The text is akin to a dissertation on the subject of an overview of the Regency style formed by the ancient Greeks and Romans, and adopted in 18th, 19th, and 20th century France, England and The United States of America.
The text is chock full of historical facts, but written in a breezy style accessible to Recamier readers. Peppered with Regency era words like ‘the bon ton’ and ‘paste pot decor’ and 'beswagging’, it puts you in the milieu of decorators, upholsterers, drapers, furniture makers, and their clients of the era.
The illustrations and photographs are spectacular.
The term Hollywood Regency has been erroneously applied to anything 21st century. A movie Regency style look really took place from the 1920’s - 1930’s, based on the European tendencies of Moderne and Art Deco, which in turn referenced certain classical forms.
A glamorous Hollywood style evolved and developed from the 1930’s into the 40’s and 50’s, the first design for the people movement. If a home decorator saw it on the movie screen, vendors soon enough sold the look for home use.
An East Coast style referencing Hollywood also took hold in New York, something called Vogue Regency. The interplay of fashion and decor was linked by the original Regency crowd in France and England. Think empire waist dresses, The Empress Josephine...
...and Madam Recamier, whose furniture style is very much in use today.
Fashion and decor is certainly carried forward to the 21st century. The idea of changing your decor to keep as current as this year’s frock is something we've done since the 1930's.
Even The Great Depression in the USA, and The Slump in England couldn't stop us from constantly decorating. I think this is going on right now during the current financial fiasco. We feather our nests the best we can to hunker down and wait it out.
Kelly Wearstler does the forward for the book, and is mentioned as a guiding force to the current revival of modern Regency style. I find the omission of Jonathan Adler odd. Both of them share the same time line, the same look of things, one being East Coast, the other West Coast. Both revived Hollywood Regency and Vogue Regency in a major way.
Perhaps it’s Emily’s nod to the famous cadre of ‘lady decorators’ she documents from Elsie de Wolfe to Miss Wearstler.
The section on the Lady Decorators is absolutely fascinating.
Emily describes the lady decorator: “It didn’t require training, just a vague attribute called ‘good taste’. Those who had an ‘eye’...
It kind of sounds like the current cadre of the blog writing blog-orators!
Dorothy Draper was among the most successful. A 1941 profile in Harper's Bazaar, included this observation: “Mrs. Draper calls herself ‘a professional stylist’ or ‘repackager.’ What she means by this is that as a decorator she has a purely merchandising viewpoint, like a packager of perfumes.”

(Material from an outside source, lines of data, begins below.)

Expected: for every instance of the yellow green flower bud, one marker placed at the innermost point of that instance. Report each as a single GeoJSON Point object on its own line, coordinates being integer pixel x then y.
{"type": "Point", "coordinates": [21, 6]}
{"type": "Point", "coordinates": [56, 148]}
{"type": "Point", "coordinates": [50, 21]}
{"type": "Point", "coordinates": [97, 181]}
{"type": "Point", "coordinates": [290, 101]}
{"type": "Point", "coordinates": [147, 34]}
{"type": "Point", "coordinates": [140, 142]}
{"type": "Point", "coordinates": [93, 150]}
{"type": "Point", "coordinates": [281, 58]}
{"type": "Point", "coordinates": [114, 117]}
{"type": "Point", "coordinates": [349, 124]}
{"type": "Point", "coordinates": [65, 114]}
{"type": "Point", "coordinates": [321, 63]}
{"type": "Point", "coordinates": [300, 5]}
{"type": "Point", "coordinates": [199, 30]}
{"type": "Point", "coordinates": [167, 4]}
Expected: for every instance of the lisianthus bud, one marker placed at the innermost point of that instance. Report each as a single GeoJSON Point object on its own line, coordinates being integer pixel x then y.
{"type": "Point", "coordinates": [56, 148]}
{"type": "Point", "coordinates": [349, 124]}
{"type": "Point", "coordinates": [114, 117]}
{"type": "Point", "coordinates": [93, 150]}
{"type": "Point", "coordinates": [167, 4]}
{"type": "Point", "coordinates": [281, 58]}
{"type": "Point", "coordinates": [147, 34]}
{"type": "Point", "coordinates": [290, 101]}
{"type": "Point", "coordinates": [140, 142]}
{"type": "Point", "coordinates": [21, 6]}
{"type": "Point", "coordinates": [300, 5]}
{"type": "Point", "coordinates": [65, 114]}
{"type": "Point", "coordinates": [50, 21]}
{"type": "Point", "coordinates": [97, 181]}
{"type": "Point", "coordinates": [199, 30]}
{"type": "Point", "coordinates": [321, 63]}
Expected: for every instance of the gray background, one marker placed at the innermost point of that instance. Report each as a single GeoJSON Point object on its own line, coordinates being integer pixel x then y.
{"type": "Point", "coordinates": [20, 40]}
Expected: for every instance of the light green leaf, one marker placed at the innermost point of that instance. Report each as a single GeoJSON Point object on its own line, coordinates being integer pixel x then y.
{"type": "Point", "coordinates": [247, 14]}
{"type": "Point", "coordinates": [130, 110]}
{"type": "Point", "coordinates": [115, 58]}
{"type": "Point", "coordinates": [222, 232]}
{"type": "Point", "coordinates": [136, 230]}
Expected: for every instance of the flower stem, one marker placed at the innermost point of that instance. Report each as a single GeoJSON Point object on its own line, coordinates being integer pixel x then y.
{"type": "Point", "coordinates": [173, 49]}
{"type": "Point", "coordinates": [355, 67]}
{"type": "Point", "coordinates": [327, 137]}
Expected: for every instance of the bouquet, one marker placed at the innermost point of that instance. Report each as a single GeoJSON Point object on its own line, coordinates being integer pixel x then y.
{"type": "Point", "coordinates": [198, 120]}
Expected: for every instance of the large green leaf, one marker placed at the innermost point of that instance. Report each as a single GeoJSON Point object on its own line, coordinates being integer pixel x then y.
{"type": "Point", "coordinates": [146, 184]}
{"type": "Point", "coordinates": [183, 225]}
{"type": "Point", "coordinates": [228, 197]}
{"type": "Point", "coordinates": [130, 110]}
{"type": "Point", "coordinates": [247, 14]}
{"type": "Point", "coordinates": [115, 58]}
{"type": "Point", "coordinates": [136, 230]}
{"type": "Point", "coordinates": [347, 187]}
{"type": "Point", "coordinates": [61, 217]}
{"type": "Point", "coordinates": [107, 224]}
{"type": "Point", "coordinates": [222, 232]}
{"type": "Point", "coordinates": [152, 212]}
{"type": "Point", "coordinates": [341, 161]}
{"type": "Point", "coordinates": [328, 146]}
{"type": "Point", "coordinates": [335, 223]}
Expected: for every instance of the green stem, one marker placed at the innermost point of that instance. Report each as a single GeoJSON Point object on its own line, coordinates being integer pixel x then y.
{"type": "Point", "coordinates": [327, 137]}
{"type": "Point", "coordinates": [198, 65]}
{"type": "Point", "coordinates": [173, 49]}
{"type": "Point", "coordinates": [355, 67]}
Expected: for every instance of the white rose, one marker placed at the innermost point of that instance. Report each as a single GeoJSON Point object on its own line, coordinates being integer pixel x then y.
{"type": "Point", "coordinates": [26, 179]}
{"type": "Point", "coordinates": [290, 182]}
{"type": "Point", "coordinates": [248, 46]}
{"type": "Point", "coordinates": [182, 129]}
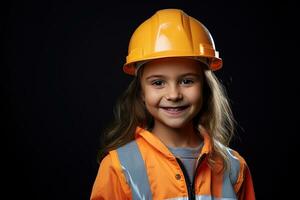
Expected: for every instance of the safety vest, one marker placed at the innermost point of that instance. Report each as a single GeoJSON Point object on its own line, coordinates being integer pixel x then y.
{"type": "Point", "coordinates": [146, 169]}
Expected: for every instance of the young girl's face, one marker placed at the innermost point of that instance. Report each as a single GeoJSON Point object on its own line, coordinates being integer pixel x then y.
{"type": "Point", "coordinates": [172, 90]}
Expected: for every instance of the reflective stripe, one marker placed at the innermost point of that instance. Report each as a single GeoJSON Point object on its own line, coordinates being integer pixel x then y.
{"type": "Point", "coordinates": [202, 197]}
{"type": "Point", "coordinates": [230, 178]}
{"type": "Point", "coordinates": [134, 170]}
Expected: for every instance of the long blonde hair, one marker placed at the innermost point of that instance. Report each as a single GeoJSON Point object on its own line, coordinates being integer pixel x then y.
{"type": "Point", "coordinates": [215, 116]}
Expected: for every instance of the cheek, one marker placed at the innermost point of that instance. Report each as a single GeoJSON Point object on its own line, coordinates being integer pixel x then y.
{"type": "Point", "coordinates": [151, 97]}
{"type": "Point", "coordinates": [195, 95]}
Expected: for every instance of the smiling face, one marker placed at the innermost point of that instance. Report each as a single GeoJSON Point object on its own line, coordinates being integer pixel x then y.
{"type": "Point", "coordinates": [172, 91]}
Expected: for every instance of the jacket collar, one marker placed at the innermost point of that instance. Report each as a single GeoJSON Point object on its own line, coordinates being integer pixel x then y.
{"type": "Point", "coordinates": [155, 142]}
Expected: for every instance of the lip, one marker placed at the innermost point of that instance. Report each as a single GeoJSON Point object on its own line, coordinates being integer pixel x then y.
{"type": "Point", "coordinates": [174, 111]}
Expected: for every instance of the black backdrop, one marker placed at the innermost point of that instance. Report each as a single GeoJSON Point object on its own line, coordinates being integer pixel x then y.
{"type": "Point", "coordinates": [63, 74]}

The historical documentation in Regency Redux is flawless.
I would have liked to see reference to period American Regency other than Hollywood. Colonial times certainly had its fair share of Regency influence which can be seen in Jackie Kennedy’s White House (the ultimate Lady Decorator!)...
...and Thomas Jefferson’s Monticello.
Homes from that era such as Richard Jenrette’s Edgewater...
Dick Jenrette bought Edgewater from Gore Vidal in the 1970's for $125K. Vidal had purchased it some 30 years before for $35K. Mr. Jenrette was a client of mine, and I spent many lovely hours in this house.
The decorative arts of the period the house was built in, manifested the same fashion in classical Greek and Roman forms that had inspired it. The Duncan Phyfe, Lannuier and other antique furniture that Mr Jenrette acquired to go with the house represents the final flowering of hand-carved furniture in America.
... and Henry DuPont’s Winterthur also share profound Regency touchstones...
...the sweeping graceful stairway at Winterthur and the furniture below are Regency style.
Regency style was surely realized in the form of American Empire furniture and decoration.
Even New Orleans has it’s fair share of Napoleonic Regency inspired interiors and architecture.
The Pontalba buildings in New Orleans, the vision of The Baroness Pontalba, are designed based upon the Palais Royal and the Place des Vosges of Paris. Begun in the spring of 1849, they were finished in the winter of 1851. The Baroness had hired and fired the finest architects of the community, used their plans, then altered the product to her liking. The result was an amalgam of Creole, Parisian, and Greek Revival tastes and uses.
The Soniat House hotel (above and below) in New Orleans was created over twenty years ago by combining three historic Creole town-houses. Two of the houses were built in 1830 by Joseph Soniat, a plantation owner who needed a house in New Orleans when visiting with his large family. Just four years later his oldest son built an even larger house. The three have become one. Many of the rooms have Regency style decor.
The sweeping staircase in The Soniat House has a Regency style. Many houses in the French Quarter have these staircases.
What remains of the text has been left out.